The truth is without a common, shared vision and without sufficient cognisance of each other’s perspectives, experiences and expertise, Policymakers/Regulators and Business collectively cannot succeed or improve matters.
Also, stuck right in the middle between Policymakers/Regulators and Business is the SA Consumer, already rather pushed and desperate and yet the one true reflection of how well or poorly the enterprises and interventions of both Government and Business are faring!
So, knowing how to correct the whole situation cannot be easily answered, but a sound platform for a start on this would be for the following to be addressed:
• Each sector (Government, Policymakers, Regulators, Business) to engage with a mind to understand each other – from intent to content to challenge and issue, and importantly to vision;
• For a proper, empirical assessment to be done on the nation – individuals and businesses. The disparity in statistics is alarming – each information source has a different count for factors such as unemployment, indebtedness levels, performance levels etc. Making plans off disparate information is extremely dangerous - and yet empirical sources do exist - e.g. credit consumption and performance data, population register, SARS records, banking information and so forth. The challenge is to procure access, analyse and interpret properly – for clearly defined intent, and finally knowing how to use the information to inform planning and policy to drive change.
• A thorough review of the business sector is most needed – across the range from survivalist enterprises to large multi-national businesses with spatial perspectives overlaid with industry footprints for accurately locating and assessing economic hubs and issues. From this, various scenarios could be explored for purposes of assessing the effectiveness, or lack, of legislation and also that of business and enterprise. For example, overlaying industry footprints with the day/night population with that of the infrastructure within the locality, together with the extent of credit consumption and payment performance, could provide unique insights into behaviours which might need to be either fostered or changed in either the supply or the demand sides. This, provided that the information used for such analyses is properly understood in the first instance, in terms of collation methodology, statistical relevance, confidence levels and analysis techniques.
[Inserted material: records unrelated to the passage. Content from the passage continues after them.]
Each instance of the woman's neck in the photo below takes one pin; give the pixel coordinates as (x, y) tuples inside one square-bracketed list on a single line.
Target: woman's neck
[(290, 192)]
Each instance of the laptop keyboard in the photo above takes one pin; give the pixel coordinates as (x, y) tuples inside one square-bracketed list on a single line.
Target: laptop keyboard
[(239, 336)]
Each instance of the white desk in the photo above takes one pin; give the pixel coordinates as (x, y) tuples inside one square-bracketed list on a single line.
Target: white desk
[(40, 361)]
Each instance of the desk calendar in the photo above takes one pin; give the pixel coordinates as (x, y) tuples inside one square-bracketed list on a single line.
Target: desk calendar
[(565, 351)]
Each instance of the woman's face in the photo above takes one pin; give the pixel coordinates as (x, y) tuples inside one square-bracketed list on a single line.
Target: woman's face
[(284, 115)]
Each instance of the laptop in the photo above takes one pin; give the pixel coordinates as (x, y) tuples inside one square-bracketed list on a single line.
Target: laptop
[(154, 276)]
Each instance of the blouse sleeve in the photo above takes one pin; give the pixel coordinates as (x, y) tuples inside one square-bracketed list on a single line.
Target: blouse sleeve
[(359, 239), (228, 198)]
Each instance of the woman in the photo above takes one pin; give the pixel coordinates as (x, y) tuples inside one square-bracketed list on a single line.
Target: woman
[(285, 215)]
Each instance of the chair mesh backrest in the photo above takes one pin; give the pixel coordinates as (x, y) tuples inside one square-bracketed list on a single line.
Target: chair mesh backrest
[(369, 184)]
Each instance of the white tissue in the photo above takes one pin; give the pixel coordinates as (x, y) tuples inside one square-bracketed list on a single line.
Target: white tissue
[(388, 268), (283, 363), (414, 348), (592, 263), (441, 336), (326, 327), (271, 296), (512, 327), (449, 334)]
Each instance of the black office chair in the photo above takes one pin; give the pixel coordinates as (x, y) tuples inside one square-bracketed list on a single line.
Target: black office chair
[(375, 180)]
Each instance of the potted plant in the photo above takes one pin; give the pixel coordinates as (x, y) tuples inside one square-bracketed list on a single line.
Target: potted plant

• From the information referred to, a stratification of the market – both demand and supply sides, could be done and made available in a fashion which supports the actions of comprehension and planning.
- The information that could be sought and analysed could provide truly useful insights into various challenges that currently abound, these include but are not limited to:
• Business-to-business realities,
• Consumer market realities,
• SMMEs and their challenges – access to finance and expertise, market access, production capacity and sophistication, basic business knowledge etc.
• Access to finance – going beyond mere access to the effective and selective use of financial services that are accessed;
• Business rescue – and interventions before business rescue is needed!
• Delivery of real BBBEE - beyond the top end of the market
• Impacts of regulation on business operations and the related cost of compliance
• Cost of compliance implications for the cost of goods and services available to consumers across the whole service/product delivery chain.
In considering all of this – its seems too huge to do and too much to resolve – but let’s remember we humans can and have put a robot on Mars – and that is a pretty awesome accomplishment!
We can succeed - let’s talk, analyse and plan together towards this common goal – it’s the way we are more likely to succeed in making SA work! In the words of a wise Regulator – let’s put our egos aside, adopt sound ethical practices and let’s do the work!